Eighty-seven [sic] years old. She can't travel. She has terrible osteoporosis so she can't fly, but, you know, she has been the rock of our family and she is sharp as a tack. I mean, she's just – she follows everything, but she has a very subdued, sort of Midwestern attitude about these things. So when I got nominated, she called and said, "That's nice, Barry, that's nice".

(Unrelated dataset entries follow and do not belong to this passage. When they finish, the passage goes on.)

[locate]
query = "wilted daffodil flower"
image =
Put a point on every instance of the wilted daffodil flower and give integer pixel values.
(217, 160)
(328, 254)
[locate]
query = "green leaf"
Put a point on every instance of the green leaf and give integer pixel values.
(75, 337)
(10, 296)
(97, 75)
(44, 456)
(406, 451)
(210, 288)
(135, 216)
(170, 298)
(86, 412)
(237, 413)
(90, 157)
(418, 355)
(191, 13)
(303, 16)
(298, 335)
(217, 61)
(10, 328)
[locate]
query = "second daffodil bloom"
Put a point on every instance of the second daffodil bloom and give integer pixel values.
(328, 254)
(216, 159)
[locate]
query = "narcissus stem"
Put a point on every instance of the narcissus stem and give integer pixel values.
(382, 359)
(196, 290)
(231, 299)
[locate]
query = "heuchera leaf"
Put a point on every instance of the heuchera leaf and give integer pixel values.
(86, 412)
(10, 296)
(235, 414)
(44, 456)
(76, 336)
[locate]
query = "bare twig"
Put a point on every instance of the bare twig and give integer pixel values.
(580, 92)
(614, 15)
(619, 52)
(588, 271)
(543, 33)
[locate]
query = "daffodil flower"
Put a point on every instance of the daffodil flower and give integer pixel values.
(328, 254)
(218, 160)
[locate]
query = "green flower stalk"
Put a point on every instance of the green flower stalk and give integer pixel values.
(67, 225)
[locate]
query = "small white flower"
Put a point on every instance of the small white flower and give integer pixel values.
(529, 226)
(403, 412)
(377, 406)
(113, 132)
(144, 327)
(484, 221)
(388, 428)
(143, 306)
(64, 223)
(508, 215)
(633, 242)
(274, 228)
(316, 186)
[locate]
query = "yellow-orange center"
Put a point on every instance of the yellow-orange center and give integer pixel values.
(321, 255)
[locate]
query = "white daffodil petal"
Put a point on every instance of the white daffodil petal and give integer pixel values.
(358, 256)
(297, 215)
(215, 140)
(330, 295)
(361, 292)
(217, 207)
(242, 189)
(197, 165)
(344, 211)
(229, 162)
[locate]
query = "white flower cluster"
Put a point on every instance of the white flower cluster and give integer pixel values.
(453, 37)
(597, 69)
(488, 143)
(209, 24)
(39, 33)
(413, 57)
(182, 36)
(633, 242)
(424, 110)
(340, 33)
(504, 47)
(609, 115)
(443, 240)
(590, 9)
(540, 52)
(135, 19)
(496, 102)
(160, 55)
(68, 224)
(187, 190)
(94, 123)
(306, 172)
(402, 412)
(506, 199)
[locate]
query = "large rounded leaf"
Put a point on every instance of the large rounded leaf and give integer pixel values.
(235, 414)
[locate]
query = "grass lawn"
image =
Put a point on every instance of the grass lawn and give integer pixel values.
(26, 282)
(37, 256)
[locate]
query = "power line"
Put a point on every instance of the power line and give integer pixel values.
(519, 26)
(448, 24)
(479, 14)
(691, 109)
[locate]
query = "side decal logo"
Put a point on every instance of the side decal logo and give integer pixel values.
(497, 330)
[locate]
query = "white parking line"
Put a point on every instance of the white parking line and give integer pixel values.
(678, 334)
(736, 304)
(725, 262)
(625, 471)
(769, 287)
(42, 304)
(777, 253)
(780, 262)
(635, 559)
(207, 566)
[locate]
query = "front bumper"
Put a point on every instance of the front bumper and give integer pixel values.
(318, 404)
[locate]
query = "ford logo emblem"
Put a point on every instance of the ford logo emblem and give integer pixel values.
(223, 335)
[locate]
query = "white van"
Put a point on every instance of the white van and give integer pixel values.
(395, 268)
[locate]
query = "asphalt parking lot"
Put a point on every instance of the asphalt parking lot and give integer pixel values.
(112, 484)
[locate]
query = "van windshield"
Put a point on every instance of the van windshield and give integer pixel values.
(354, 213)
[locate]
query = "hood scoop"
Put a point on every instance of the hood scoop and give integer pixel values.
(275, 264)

On October 20, 2008, the Obama campaign announced that he would suspend campaign events on October 23 and 24 to spend some time with Dunham. His communications director told reporters that she had fallen ill in the preceding weeks, and that while she was released from the hospital the week before, her health had deteriorated "to the point where her situation is very serious". In an October 23, 2008, interview with CBS News, Obama said, "She has really been the rock of the family, the foundation of the family. Whatever strength, discipline – that – that I have – it comes from her".

===Death===

Dunham died at her home on November 2, 2008, at the age of 86. The Obama campaign said that she "died peacefully after a battle with cancer" in Hawaii. Obama and his sister Maya Soetoro released a statement saying, "She was the cornerstone of our family, and a woman of extraordinary accomplishment, strength, and humility". At a rally in Charlotte, North Carolina on November 3, Obama said, "She was one of those quiet heroes that we have all across America. They're not famous. Their names are not in the newspapers, but each and every day they work hard. They aren't seeking the limelight. All they try to do is just do the right thing". Dunham's absentee ballot, received by the election office on October 27, was included in Hawaii's total. On December 23, 2008, after a private memorial service at the First Unitarian Church of Honolulu, then President-elect Obama and his sister scattered their grandmother's ashes in the ocean at Lanai Lookout. It was the same spot where they had scattered their mother's ashes in 1995.

==Ancestry==

Madelyn Payne Dunham's heritage consists mostly of English ancestors, and smaller amounts of Scottish, Welsh, Irish, and German ancestors, who settled in the American colonies during the 17th and 18th centuries. Her most recent native European ancestor was her great-great grandfather, Robert Perry, who was born in Anglesey, Wales in 1786 and whose father, Henry Perry, first settled Radnor, Ohio in 1803. Robert Perry's wife, Sarah Hoskins, was also born in Wales and immigrated to Delaware County, Ohio as a young child.

According to the family's oral tradition, her mother had some Cherokee ancestors, although researchers have found no concrete evidence of this as of 2008.